I am so lost with this question. It is a "special problem" we've been given to work on all semester. I have tried letting H represent a subgroup of the finite group, and using the elements of order p in the original group to form left cosets of H in the group. Not sure I really understand that. Not sure where that is getting me. I am not used to feeling so lost when tackling a problem.

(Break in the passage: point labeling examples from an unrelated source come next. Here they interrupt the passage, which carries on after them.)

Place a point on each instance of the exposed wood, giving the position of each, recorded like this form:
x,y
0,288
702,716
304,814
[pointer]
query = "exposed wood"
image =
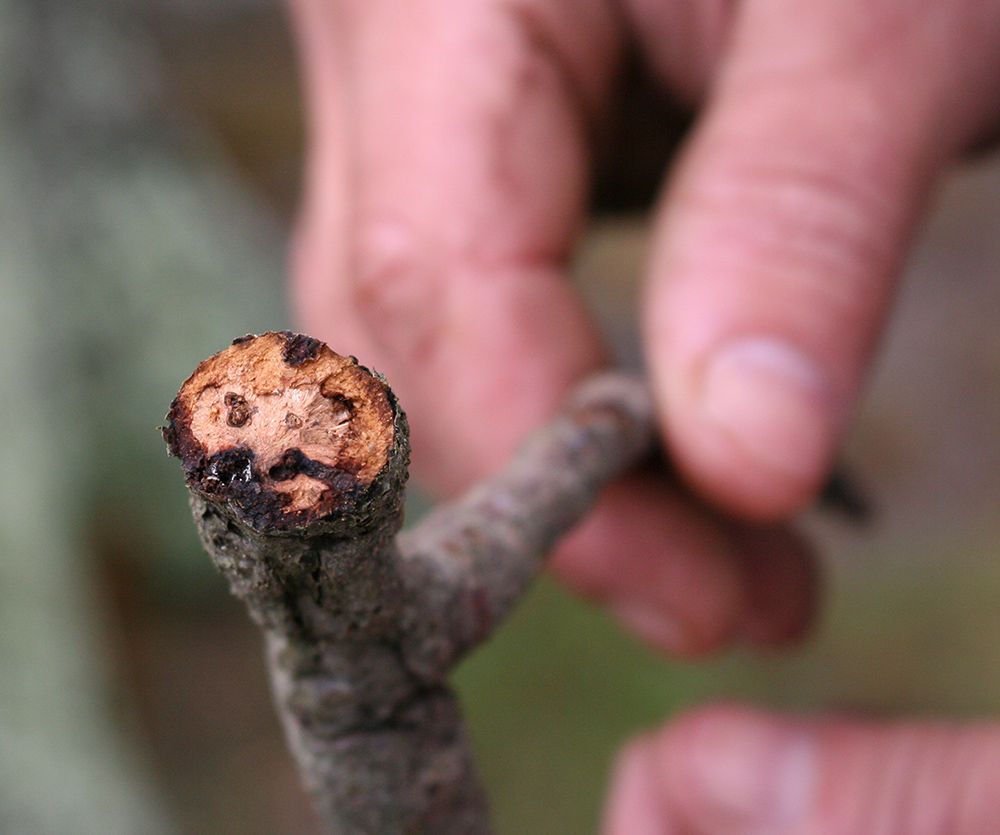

Please...can anyone steer me in the right direction?

Thank you!

 

[Dick]

Start dealing with this by assuming there is an element x of order p. How many more elements of order p does that force the group to have? Assuming that those are all of the elements of order p, then what's the relation between n and p. Now generalize.

 

[MrsDebby]

thank you! I will work with that awhile...and let you know how it goes!

 

[MrsDebby]

I am sorry, I am still stuck. If x has order p, then x inverse must also have order p, and must also be in the group. then that is 2 elements...unless x is it's own inverse. So I think I am totally missing something here? HELP!
Thank you...

 

[Dick]

I am sorry, I am still stuck. If x has order p, then x inverse must also have order p, and must also be in the group. then that is 2 elements...unless x is it's own inverse. So I think I am totally missing something here? HELP!
Thank you...

x and x inverse aren't all. x generates a subgroup containing p elements. Try writing down a simple group of prime order like Z5. How many elements have order 5?

 

[Gigasoft]

What is \left(x^q\right)^p for some integer q? Is there a positive integer r smaller than p for which \left(x^q\right)^r=e might be true for some positive integer q less than p? If x is of order p, how many distinct elements that are powers of x exist? How many of those are of order p? For how many elements y that are powers of x, is x also a power of y, and vice versa? Then, if another element z that is not a power of x is of order p, how many distinct elements that are powers of z exist, and how many of those are of order p? It is seen that every subgroup of order p has only the element e in common, and the element e has order 1. This gives a general formula for the possible numbers of elements with order p.

 

[MrsDebby]

If x is of order p, there are p distinct elements of powers of x...right? <x> will have order p also. one of those will be e, so p-1 of them can have order p.
Z5 has 4 elements with order 5.

thinking...


sorry, I am usually not so dense..

 

[Gigasoft]

Yes, now consider the case of multiple subgroups of order p, such as Z_5\times Z_5:

e A A A A
B C D E F
B E C F D
B D F C E
B F E D C

 

[MrsDebby]

I'm sorry...I am still getting no where...

I do appreciate everyone's help, though. I will report if I make any progress. Going to talk to the professor tomorrow...this is so discouraging...